A rocket propellant manufacturer is studying the burning rate of propellant from three production processes. Four batches of propellant are randomly selected from the output of each process, and three determinations of the burning rate are made on each batch. The results follow.
For this we first write the model equation:
\[ Y_{ijk}= \mu + \alpha_i+ \beta_{j(i)} + \epsilon_{ijk} \]
We state the hypothesis tests:
\[H_o: \alpha_i=0\]
\[ H_a:\alpha_i\not=0 \]
\[ H_o: {\sigma_\beta}^2=0 \]
\[ H_a: {\sigma_\beta}^2\not=0 \]
We will first input the data from the table that we are given:
process<- c(rep(1,4),rep(2,4),rep(3,4),rep(1,4),rep(2,4),rep(3,4),rep(1,4),rep(2,4),rep(3,4))
batch<- rep(seq(1,4),9)
obs<- c(25,19,15,15,29,23,28,35,24,35,38,25,30,28,17,16,27,24,21,27,25,21,34,29,26,20,14,13,24,21,27,25,20,24,30,33)
library(GAD)
## Loading required package: matrixStats
## Loading required package: R.methodsS3
## R.methodsS3 v1.8.2 (2022-06-13 22:00:14 UTC) successfully loaded. See ?R.methodsS3 for help.
Once the data is done to input we will start with the analysis:
process<-as.fixed(process)
batch<-as.random(batch)
data<-data.frame(process,batch,obs)
data
## process batch obs
## 1 1 1 25
## 2 1 2 19
## 3 1 3 15
## 4 1 4 15
## 5 2 1 29
## 6 2 2 23
## 7 2 3 28
## 8 2 4 35
## 9 3 1 24
## 10 3 2 35
## 11 3 3 38
## 12 3 4 25
## 13 1 1 30
## 14 1 2 28
## 15 1 3 17
## 16 1 4 16
## 17 2 1 27
## 18 2 2 24
## 19 2 3 21
## 20 2 4 27
## 21 3 1 25
## 22 3 2 21
## 23 3 3 34
## 24 3 4 29
## 25 1 1 26
## 26 1 2 20
## 27 1 3 14
## 28 1 4 13
## 29 2 1 24
## 30 2 2 21
## 31 2 3 27
## 32 2 4 25
## 33 3 1 20
## 34 3 2 24
## 35 3 3 30
## 36 3 4 33
model<-lm(obs~process+batch%in%process)
gad(model)
## Analysis of Variance Table
##
## Response: obs
## Df Sum Sq Mean Sq F value Pr(>F)
## process 2 446.06 223.028 3.5365 0.073563 .

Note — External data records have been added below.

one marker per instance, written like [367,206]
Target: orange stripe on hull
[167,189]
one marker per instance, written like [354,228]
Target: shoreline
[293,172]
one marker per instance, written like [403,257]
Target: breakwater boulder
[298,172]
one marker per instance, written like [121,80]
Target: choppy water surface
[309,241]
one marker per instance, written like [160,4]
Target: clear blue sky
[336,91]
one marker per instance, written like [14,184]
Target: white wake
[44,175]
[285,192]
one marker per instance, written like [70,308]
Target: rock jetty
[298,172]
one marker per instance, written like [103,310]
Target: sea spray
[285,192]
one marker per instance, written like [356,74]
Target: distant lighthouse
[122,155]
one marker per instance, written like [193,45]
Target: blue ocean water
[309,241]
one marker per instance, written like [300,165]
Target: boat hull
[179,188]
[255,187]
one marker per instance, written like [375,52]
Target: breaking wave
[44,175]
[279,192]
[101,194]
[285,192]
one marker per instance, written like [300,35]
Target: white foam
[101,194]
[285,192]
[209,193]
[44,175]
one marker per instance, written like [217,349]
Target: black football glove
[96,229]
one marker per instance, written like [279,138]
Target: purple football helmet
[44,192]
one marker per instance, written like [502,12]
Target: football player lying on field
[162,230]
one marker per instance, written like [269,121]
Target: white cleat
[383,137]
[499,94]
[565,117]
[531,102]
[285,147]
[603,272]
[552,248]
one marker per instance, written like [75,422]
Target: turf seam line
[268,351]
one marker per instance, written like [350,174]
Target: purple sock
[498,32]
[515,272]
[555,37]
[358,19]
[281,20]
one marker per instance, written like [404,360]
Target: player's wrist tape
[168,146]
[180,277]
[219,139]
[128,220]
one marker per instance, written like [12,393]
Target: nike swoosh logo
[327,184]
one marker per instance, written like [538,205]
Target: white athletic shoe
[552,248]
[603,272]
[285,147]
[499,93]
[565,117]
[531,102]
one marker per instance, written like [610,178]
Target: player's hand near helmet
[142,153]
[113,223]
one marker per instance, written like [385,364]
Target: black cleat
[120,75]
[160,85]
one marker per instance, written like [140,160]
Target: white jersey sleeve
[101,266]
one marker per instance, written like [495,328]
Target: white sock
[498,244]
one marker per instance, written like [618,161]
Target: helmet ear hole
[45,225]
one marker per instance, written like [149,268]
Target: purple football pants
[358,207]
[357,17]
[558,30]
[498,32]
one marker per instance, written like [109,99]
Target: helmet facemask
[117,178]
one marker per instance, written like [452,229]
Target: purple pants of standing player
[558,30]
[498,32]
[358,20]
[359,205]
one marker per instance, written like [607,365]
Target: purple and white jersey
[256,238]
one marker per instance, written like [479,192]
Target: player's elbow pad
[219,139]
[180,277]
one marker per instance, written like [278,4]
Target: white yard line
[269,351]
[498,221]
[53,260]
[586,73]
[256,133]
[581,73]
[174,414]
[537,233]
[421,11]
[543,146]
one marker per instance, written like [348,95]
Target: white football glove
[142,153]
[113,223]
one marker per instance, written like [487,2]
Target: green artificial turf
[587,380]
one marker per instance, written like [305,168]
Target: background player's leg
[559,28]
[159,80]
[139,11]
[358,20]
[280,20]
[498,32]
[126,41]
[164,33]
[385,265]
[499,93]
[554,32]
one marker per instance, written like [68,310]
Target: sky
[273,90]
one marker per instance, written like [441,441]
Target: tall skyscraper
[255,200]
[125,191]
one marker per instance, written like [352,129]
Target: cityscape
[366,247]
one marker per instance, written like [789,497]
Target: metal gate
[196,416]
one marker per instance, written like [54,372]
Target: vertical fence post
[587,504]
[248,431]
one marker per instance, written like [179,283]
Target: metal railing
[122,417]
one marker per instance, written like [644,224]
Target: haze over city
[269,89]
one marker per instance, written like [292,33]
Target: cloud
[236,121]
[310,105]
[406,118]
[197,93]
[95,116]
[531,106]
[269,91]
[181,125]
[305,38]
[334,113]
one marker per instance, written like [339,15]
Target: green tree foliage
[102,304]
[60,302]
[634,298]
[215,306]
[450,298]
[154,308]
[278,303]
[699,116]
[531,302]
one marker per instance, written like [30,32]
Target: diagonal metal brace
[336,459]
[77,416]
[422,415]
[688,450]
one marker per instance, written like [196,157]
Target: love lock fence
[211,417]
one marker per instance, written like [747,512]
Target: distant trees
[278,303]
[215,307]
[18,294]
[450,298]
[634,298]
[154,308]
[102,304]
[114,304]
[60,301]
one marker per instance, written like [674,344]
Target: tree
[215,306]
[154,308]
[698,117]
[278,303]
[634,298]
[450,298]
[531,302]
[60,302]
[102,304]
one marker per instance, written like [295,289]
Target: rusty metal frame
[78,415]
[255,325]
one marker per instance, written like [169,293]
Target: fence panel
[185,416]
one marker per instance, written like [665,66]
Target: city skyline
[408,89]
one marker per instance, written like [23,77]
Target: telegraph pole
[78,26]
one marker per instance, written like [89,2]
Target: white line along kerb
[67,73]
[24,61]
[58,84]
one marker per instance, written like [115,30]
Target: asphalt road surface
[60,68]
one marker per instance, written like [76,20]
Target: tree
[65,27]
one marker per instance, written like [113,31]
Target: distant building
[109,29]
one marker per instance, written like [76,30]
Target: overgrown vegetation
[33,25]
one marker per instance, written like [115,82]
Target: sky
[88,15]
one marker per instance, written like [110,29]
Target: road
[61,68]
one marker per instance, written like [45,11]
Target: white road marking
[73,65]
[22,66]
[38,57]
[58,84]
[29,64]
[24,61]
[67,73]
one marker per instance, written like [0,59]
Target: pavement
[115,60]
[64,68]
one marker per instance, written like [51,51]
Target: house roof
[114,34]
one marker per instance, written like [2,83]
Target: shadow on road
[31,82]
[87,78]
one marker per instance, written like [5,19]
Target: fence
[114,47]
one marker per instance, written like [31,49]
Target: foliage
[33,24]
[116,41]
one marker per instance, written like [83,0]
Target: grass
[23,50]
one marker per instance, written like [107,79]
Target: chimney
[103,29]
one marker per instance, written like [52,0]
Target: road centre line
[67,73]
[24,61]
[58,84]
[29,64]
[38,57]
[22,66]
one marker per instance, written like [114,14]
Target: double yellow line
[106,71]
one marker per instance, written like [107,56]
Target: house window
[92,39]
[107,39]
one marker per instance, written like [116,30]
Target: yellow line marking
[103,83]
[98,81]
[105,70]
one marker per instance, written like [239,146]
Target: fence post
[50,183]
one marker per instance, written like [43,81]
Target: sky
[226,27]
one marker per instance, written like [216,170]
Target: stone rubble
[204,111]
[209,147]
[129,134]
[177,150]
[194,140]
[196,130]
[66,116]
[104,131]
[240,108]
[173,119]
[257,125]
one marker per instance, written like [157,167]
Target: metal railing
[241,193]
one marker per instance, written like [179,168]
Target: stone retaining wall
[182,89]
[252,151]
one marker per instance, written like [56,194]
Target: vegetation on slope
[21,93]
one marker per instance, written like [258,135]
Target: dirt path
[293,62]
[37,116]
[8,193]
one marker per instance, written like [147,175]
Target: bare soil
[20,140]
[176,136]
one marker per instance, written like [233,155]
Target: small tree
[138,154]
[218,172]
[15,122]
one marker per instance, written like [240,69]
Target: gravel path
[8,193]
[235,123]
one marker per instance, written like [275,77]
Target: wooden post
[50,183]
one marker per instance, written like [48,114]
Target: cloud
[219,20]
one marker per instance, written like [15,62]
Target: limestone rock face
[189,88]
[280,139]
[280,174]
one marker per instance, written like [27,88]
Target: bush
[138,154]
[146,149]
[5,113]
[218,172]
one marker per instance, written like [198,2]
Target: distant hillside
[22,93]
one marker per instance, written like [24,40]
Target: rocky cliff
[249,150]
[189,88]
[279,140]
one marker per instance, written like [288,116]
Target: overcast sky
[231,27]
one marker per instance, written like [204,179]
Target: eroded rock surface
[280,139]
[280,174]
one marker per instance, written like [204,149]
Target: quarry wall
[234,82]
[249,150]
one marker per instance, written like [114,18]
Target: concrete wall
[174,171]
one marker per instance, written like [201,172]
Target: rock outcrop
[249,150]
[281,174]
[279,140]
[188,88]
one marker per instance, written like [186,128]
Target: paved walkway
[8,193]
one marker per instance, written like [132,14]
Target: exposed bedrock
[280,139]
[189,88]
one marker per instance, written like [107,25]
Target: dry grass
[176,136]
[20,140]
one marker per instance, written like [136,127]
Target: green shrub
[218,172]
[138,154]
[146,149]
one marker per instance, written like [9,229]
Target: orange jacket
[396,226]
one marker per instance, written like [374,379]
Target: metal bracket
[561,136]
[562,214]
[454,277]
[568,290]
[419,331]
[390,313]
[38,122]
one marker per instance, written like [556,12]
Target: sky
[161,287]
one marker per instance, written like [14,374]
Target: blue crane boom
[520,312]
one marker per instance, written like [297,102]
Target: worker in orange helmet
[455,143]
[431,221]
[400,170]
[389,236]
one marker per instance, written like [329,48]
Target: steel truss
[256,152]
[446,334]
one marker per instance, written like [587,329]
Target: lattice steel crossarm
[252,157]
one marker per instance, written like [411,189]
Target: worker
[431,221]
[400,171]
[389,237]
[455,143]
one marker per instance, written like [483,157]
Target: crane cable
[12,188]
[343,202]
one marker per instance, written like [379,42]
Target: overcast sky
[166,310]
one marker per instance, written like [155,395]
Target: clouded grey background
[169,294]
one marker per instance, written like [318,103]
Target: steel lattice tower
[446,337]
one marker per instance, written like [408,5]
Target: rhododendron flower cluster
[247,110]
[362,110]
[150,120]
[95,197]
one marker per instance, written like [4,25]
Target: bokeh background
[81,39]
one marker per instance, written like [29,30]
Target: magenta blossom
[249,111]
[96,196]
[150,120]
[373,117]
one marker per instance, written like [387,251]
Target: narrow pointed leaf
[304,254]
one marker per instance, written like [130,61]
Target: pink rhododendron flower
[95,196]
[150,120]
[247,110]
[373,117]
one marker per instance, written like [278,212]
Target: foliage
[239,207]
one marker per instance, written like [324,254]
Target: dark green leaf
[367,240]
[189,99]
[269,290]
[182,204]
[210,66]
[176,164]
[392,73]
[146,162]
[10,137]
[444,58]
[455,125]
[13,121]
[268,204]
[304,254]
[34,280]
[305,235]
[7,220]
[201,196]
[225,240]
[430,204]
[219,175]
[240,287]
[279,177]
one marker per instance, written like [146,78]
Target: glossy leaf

## process:batch 9 567.58 63.065 4.1965 0.002349 **
## Residual 24 360.67 15.028
## ---
## Signif. codes: 0 '***' 0.001 '**' 0.01 '*' 0.05 '.' 0.1 ' ' 1
We can see the p-values clearly from the above table, we will show more by plotting some graphs.
plot(model)
summary(model)
##
## Call:
## lm(formula = obs ~ process + batch %in% process)
##
## Residuals:
## Min 1Q Median 3Q Max
## -5.667 -2.417 0.000 1.750 8.333
##
## Coefficients:
## Estimate Std. Error t value Pr(>|t|)
## (Intercept) 27.0000 2.2381 12.064 1.12e-11 ***
## process2 -0.3333 3.1652 -0.105 0.917004
## process3 -4.0000 3.1652 -1.264 0.218461
## process1:batch2 -4.6667 3.1652 -1.474 0.153381
## process2:batch2 -4.0000 3.1652 -1.264 0.218461
## process3:batch2 3.6667 3.1652 1.158 0.258086
## process1:batch3 -11.6667 3.1652 -3.686 0.001160 **
## process2:batch3 -1.3333 3.1652 -0.421 0.677323
## process3:batch3 11.0000 3.1652 3.475 0.001958 **
## process1:batch4 -12.3333 3.1652 -3.897 0.000684 ***
## process2:batch4 2.3333 3.1652 0.737 0.468158
## process3:batch4 6.0000 3.1652 1.896 0.070117 .
## ---
## Signif. codes: 0 '***' 0.001 '**' 0.01 '*' 0.05 '.' 0.1 ' ' 1
##
## Residual standard error: 3.877 on 24 degrees of freedom
## Multiple R-squared: 0.7376, Adjusted R-squared: 0.6173
## F-statistic: 6.132 on 11 and 24 DF, p-value: 0.0001051
From the graph of theoretical quantiles we can conclude by looking at the points that the data is fairly normal and some of the points are at some of the extreme point.